The Administration is continuing discussions with Senator Lott on a few issues of particular importance, including search warrants and use of riot control agents in certain wartime situations. In those areas where agreement cannot be reached, the Administration has proposed conditions that it believes address the underlying concern with regard to the operation and effectiveness of the treaty. The Administration looks forward to the Senate joining these issues with debate and votes prior to April 29, the deadline for U.S. joining the CWC as an original State Party.


(1) EFFECT ON ARTICLE XX -- Asserts the Senate's right under the Constitution to add reservations to the Convention.

(2) FINANCIAL CONTRIBUTIONS -- Assures Congressional oversight of any funds provided under the CWC.

(3) ESTABLISHMENT OF AN INTERNAL OVERSIGHT OFFICE -- Requires that the CWC Organization have an Inspector General.

(4) COST-SHARING ARRANGEMENTS -- Holds down U.S. costs by requiring cost-sharing arrangements.

(5) INTELLIGENCE SHARING -- Establishes strict standards for sharing U.S. intelligence information with the CWC organization.

(6) AMENDMENTS TO THE CONVENTION -- Requires the executive branch to submit all amendments to the CWC to the Senate for its advice and consent.

(7) CONTINUING VITALITY OF THE AUSTRALIA GROUP AND NATIONAL EXPORT CONTROLS -- Requires the President to obtain assurances from our Australia Group allies that Article XI is fully consistent with the maintenance of strict export controls on dangerous chemicals.

(8) NEGATIVE SECURITY ASSURANCES --Requires a classified report on the assurances we offer to other countries that forswear the use of nuclear weapons.

(9) PROTECTION OF ADVANCED BIOTECHNOLOGY -- Protects the legitimate commercial activities of U.S. chemical, biotechnology, and pharmaceutical firms.

(10) MONITORING AND VERIFICATION -- Requires detailed annual country-by-country reports on chemical weapons activities, compliance problems, and monitoring policy of the Intelligence Community.


(12) NONCOMPLIANCE -- Requires the President to ensure that that instances of noncompliance will be subject to tough U.S. enforcement action.

(13) PRIMACY OF THE UNITED STATES CONSTITUTION -- Ensures that nothing in the Convention requires any action by the United States prohibited by the Constitution.

(14) FINANCING RUSSIAN IMPLEMENTATION -- Requires the United States to reject any effort by Russia to make Russia's CWC ratification contingent upon U.S. financial guarantees to cover Russian destruction costs.

(15) ASSISTANCE UNDER ARTICLE X -- Requires the United States to limit its assistance to certain countries of particular concern to medical antidotes and treatments.

(16) CONSTITUTIONAL PREROGATIVES -- Sense of the Senate that U.S. negotiators should not agree to future treaties that bar reservations.

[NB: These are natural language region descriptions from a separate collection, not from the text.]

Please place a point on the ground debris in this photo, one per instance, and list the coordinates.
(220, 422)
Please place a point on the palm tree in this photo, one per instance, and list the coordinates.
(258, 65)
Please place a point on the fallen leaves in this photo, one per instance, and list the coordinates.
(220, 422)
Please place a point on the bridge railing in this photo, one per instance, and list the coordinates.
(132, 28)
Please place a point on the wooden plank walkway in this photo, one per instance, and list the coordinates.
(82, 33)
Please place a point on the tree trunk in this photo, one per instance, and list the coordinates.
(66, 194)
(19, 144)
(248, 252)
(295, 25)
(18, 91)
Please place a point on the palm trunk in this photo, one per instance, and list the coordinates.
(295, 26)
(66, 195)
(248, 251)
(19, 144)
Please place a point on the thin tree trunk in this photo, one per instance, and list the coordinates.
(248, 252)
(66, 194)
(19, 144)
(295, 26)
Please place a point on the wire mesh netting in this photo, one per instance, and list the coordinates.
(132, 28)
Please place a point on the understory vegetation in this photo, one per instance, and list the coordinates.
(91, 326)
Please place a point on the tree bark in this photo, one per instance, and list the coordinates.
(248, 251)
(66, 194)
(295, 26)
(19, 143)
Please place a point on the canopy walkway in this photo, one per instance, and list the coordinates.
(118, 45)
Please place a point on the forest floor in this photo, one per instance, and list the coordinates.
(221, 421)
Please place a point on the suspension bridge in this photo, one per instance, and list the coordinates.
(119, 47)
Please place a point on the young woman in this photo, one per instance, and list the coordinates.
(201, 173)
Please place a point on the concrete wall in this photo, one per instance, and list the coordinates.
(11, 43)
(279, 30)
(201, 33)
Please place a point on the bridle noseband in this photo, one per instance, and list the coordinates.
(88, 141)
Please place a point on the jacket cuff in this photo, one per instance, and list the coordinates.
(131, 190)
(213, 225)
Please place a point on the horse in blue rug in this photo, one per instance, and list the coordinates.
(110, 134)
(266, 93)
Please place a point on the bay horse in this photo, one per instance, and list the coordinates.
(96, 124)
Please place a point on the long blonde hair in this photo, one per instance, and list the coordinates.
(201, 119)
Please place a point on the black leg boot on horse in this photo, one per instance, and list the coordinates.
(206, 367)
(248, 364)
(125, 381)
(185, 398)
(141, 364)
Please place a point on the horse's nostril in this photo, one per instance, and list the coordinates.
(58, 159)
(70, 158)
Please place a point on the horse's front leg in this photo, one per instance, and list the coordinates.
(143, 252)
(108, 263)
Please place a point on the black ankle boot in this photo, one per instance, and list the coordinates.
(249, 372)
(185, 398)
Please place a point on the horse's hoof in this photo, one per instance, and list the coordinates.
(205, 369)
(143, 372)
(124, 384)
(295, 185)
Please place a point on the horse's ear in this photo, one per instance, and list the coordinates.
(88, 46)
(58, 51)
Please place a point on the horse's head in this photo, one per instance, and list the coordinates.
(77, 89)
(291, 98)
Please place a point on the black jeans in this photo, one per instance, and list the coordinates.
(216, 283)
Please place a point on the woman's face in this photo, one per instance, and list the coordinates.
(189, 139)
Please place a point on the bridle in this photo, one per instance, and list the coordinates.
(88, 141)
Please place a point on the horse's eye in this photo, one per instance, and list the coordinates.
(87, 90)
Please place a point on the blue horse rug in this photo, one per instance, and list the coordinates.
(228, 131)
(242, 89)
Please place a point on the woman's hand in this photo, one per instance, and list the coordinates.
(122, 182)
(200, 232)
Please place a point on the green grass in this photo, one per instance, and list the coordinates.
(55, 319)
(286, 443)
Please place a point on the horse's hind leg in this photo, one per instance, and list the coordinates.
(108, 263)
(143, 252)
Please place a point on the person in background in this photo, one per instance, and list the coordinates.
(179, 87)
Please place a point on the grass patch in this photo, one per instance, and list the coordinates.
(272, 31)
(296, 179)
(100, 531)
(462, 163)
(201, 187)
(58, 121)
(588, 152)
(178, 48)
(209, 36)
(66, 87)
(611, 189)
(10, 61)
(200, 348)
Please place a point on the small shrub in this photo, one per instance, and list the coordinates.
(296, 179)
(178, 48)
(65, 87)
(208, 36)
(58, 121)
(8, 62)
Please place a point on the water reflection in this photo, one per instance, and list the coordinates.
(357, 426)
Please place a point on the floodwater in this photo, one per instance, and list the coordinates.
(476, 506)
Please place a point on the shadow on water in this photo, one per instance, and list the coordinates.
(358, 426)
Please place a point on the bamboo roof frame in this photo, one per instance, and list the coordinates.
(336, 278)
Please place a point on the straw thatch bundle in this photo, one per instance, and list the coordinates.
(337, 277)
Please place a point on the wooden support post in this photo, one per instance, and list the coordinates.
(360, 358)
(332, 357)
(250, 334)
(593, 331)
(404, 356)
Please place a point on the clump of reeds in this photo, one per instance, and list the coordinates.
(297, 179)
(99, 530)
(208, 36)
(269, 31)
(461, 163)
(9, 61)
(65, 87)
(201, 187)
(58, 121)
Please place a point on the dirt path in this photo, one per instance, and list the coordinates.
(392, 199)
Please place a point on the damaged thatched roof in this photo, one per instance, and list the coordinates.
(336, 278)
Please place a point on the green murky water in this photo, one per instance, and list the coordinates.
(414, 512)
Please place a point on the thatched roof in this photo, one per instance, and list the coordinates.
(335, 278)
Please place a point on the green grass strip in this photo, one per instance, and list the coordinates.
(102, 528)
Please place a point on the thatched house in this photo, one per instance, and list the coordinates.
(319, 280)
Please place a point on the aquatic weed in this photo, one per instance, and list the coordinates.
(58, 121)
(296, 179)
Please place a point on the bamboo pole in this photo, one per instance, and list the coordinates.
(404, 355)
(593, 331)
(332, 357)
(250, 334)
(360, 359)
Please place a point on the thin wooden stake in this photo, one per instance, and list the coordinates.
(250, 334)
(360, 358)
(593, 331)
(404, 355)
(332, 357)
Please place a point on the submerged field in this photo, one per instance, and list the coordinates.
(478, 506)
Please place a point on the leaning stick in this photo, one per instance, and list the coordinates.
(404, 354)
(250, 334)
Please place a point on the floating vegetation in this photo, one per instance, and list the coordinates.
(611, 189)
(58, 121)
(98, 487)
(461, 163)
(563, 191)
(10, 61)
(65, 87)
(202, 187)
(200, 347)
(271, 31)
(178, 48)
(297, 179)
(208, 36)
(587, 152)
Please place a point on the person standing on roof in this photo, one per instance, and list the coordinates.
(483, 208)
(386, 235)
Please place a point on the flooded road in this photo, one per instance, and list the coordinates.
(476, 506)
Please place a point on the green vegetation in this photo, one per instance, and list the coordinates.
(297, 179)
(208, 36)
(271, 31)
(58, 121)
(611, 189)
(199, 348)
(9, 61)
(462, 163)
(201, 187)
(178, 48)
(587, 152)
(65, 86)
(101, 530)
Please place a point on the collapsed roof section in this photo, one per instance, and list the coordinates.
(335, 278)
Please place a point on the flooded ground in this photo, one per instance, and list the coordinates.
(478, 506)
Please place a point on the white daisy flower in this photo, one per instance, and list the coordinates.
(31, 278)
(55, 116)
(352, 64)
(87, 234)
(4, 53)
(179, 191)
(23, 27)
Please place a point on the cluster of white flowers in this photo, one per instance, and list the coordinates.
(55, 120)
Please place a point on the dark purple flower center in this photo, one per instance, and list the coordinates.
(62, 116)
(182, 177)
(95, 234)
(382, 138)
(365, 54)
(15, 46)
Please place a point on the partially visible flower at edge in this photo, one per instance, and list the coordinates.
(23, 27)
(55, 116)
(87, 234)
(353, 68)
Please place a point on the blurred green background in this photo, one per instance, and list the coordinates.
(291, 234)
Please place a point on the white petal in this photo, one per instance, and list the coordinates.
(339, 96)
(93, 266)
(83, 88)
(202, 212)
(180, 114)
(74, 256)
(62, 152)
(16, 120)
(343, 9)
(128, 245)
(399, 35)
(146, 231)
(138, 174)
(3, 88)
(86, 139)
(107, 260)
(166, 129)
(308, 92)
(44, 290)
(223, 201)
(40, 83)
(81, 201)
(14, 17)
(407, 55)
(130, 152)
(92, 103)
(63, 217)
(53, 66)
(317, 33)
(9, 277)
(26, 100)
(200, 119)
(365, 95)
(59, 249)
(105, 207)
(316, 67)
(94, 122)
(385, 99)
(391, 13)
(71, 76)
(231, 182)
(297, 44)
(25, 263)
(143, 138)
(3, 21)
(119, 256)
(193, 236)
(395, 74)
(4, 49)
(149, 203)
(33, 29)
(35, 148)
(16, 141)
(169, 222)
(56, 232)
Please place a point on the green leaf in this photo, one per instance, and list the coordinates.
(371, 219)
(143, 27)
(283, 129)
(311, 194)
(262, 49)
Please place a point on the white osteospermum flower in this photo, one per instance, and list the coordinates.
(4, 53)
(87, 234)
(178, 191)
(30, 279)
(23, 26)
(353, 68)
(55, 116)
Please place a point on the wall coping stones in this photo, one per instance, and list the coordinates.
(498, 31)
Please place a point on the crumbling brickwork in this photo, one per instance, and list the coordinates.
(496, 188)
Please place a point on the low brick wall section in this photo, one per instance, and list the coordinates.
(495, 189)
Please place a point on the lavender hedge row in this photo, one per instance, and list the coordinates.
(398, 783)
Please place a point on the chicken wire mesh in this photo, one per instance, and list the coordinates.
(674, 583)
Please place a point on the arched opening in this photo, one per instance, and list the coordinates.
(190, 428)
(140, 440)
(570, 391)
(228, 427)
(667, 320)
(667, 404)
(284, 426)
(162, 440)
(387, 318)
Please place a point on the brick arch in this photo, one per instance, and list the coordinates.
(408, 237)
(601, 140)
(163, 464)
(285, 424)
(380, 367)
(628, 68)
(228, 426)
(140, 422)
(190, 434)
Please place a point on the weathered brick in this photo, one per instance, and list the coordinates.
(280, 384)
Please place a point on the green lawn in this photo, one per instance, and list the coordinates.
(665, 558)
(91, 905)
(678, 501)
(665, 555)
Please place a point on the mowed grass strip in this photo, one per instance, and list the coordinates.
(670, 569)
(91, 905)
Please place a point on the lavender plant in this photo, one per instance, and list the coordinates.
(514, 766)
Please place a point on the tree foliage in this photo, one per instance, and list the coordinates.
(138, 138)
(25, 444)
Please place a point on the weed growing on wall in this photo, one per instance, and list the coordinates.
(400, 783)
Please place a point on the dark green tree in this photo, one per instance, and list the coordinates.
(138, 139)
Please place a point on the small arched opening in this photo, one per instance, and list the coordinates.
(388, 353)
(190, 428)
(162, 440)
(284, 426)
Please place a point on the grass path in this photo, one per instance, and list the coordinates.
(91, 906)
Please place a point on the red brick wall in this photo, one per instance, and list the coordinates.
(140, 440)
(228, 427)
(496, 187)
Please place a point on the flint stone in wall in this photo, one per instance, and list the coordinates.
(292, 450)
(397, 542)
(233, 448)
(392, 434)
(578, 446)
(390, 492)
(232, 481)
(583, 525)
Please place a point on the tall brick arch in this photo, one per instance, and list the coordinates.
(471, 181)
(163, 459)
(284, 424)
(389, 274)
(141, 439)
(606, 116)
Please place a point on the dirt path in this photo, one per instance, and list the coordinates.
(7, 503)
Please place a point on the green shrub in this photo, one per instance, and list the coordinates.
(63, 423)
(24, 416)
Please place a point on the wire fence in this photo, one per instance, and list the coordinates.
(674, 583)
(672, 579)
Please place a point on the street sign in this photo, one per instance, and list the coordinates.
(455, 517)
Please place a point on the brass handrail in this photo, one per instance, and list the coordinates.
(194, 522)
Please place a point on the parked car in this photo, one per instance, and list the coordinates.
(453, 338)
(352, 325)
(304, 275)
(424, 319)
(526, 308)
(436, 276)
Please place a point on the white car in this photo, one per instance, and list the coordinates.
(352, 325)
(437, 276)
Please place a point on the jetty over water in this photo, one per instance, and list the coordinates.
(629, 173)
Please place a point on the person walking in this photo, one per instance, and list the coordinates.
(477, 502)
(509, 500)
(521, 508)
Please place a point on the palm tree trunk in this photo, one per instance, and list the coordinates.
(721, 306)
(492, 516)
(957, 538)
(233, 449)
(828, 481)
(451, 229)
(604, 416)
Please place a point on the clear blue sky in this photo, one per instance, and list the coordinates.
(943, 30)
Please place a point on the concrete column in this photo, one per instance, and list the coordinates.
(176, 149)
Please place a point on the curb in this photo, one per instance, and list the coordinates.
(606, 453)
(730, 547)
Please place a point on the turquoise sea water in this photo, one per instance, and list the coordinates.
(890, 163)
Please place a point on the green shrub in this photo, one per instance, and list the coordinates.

(17) ADDITIONS TO THE ANNEX ON CHEMICALS -- Further protects U.S. industry by requiring the President to notify and consult with Congress when a chemical is proposed for addition to the CWC Schedules.

(18) EFFECT ON TERRORISM -- Senate finding that CW terrorism remains a threat.

(19) CONSTITUTIONAL SEPARATION OF POWERS -- Senate declaration that the United States should not be denied its vote in the CWC Organization.

(20) THE ON-SITE INSPECTIONS AGENCY -- Sense of the Senate that OSIA should be authorized to provide assistance to US facilities subject to routine inspections under the CWC.

(21) FURTHER ARMS REDUCTIONS OBLIGATIONS -- Sets forth the Senate position reaffirming its role regarding agreements that limit or reduce U.S. forces or armaments.

(22) TREATY INTERPRETATION -- Reaffirms Senate role in treaty making.

(23) CHEMICAL WEAPONS DESTRUCTION -- Confirms that the President will explore possible alternative technologies for the destruction of the U.S. chemical weapons stockpile.